A note on my Chocolate Freedom Project this Labor Day, which brings awareness of and alternatives to child labor on Ivory Coast cacao farms where Big Chocolate buys cocoa beans. Solutions that we can implement as customers include choosing fair trade and direct trade chocolate, which is better for foodie, farmer, family, and field.
Solutions that I recommend to my country clients and cacao farmer clients as a chocolate consultant include making chocolate in-country from sustainably grown cacao, instead of exporting all the cacao.
by Valerie Beck, Chocolate Expert and Sweet Speaker
What do chocolate and President Abraham Lincoln have in common?
They have honesty in common, when the chocolate is made with real ingredients and fairly traded cocoa beans.
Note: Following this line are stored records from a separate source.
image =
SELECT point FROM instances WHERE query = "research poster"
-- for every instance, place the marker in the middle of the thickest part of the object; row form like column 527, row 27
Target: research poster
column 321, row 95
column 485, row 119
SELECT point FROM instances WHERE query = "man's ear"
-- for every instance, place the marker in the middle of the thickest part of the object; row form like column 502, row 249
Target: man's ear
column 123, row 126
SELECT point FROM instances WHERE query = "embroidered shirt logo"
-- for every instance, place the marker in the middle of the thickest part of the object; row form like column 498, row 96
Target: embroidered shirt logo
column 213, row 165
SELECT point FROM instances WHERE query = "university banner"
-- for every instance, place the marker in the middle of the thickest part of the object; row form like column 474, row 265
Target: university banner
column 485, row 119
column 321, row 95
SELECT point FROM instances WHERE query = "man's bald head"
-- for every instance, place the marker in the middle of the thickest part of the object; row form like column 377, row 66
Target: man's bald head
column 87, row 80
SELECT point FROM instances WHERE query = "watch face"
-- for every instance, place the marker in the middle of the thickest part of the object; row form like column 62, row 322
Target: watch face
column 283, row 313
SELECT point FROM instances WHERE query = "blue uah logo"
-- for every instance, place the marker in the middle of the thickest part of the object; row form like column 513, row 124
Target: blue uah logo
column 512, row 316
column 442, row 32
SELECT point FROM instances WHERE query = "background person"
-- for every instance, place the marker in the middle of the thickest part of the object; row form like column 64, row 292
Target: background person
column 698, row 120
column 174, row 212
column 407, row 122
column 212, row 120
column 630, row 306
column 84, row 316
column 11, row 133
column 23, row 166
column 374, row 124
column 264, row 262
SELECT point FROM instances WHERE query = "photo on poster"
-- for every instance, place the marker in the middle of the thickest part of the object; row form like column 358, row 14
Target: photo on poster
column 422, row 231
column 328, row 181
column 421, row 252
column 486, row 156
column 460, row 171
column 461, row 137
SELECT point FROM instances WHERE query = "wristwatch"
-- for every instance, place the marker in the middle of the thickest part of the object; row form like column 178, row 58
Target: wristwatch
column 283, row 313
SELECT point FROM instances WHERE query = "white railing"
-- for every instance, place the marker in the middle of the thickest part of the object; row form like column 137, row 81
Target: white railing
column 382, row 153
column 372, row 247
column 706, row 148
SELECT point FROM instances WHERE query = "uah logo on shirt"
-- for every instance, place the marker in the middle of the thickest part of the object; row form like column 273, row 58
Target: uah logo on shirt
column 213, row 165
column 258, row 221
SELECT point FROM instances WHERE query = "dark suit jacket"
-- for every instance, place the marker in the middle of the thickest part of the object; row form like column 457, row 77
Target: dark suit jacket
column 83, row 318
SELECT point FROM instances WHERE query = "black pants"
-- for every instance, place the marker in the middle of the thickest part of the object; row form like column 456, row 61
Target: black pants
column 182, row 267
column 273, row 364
Why the “Honest Abe” comparison at all?
Because I had the wonderful opportunity to spend some time in sprightly Springfield, Illinois, 200 miles from my home in Chicago, where I gave a chocolate wellness talk, and where Abraham Lincoln lived much of his adult life, practiced law, campaigned for office, and was returned for burial after his assassination.
One of the elements of my talk involved playing a game I created called “Sometimes, Always, Never: What’s Really In Your Chocolate.” The way it works: I explain which ingredients and origins to look for in chocolate bars, and which to avoid. Then we have audience members read the labels on a variety of chocolate bars I’ve brought, and we talk about where the cocoa beans came from, and what the ingredients are in each chocolate bar are. Knowing the health, labor, and environmental benefits or risks, the group decides whether each chocolate bar is one that they might sometimes choose for themselves and their families, one that they can always feel good about choosing, or one that they would never want in their household.
The game resulted in some surprises as it does every time, and then of course we ate the chocolate bars that the group decided to put into the “Always” pile! This included delicious, healthful, fair trade chocolate bars by Alter Eco, Dick Taylor, and El Dorado. The latter is made in Ecuador and is not yet available in the US, and this group was my first group to sample it!
I was impressed with the group, and moved by the glowing testimonial I received:
“Valerie is an exuberant and extraordinary speaker who superbly involves the audience as she presents such interesting facts about chocolate and wellness. She is very friendly and personable, yet a cylinder of dynamite showering listeners with delightful energy! The manner in which she shares her heart, soul, lively humor and vast knowledge makes her presentations quite enjoyable. Valerie is highly recommended as a speaker to your group!”
Janie Rast, Ladies organization, Springfield, IL
Thank you, Ladies of Springfield! I appreciate your hospitality, eagerness to hear about chocolate’s health benefits, and openness to my Chocolate Freedom Project to raise awareness of child slave labor on West African cocoa farms and of fair trade alternatives that are healthier and more delicious. “Keep eating real chocolate!”
There’s even more deliciousness to this sweet Springfield story:
I arrived in Springfield the day before my talk and checked into the Inn at 835, a captivating antiques-filled bed-and-breakfast. The rooms were lovely, breakfast was delicious, wine and cheese hour at night was a charming touch, and the chocolate chip cookies at bedtime were the ultimate!
From the Inn, it was a short walk to the Abraham Lincoln Museum. This was my third trip to Springfield since this exceptional museum opened 10 years ago, and I’ve visited the Lincoln Museum each time. I continue to notice additional details in the exhibits, such as the pile of legal papers in the re-creation of Lincoln’s utterly disorderly law office marked “if you can’t find it, look here.”
The exhibit that shows the 4-year Civil War in 4 minutes, using a video map of the US, music, and a running tally of the dead, but no spoken words, always makes me weep. And the exhibit in which the late journalist Tim Russert broadcasts about the 4-way presidential race “Campaign 1860” always makes me smile.
I followed my museum visit with some chocolate scouting – of course! – and some sightseeing, and enjoyed every element of my sweet Springfield visit.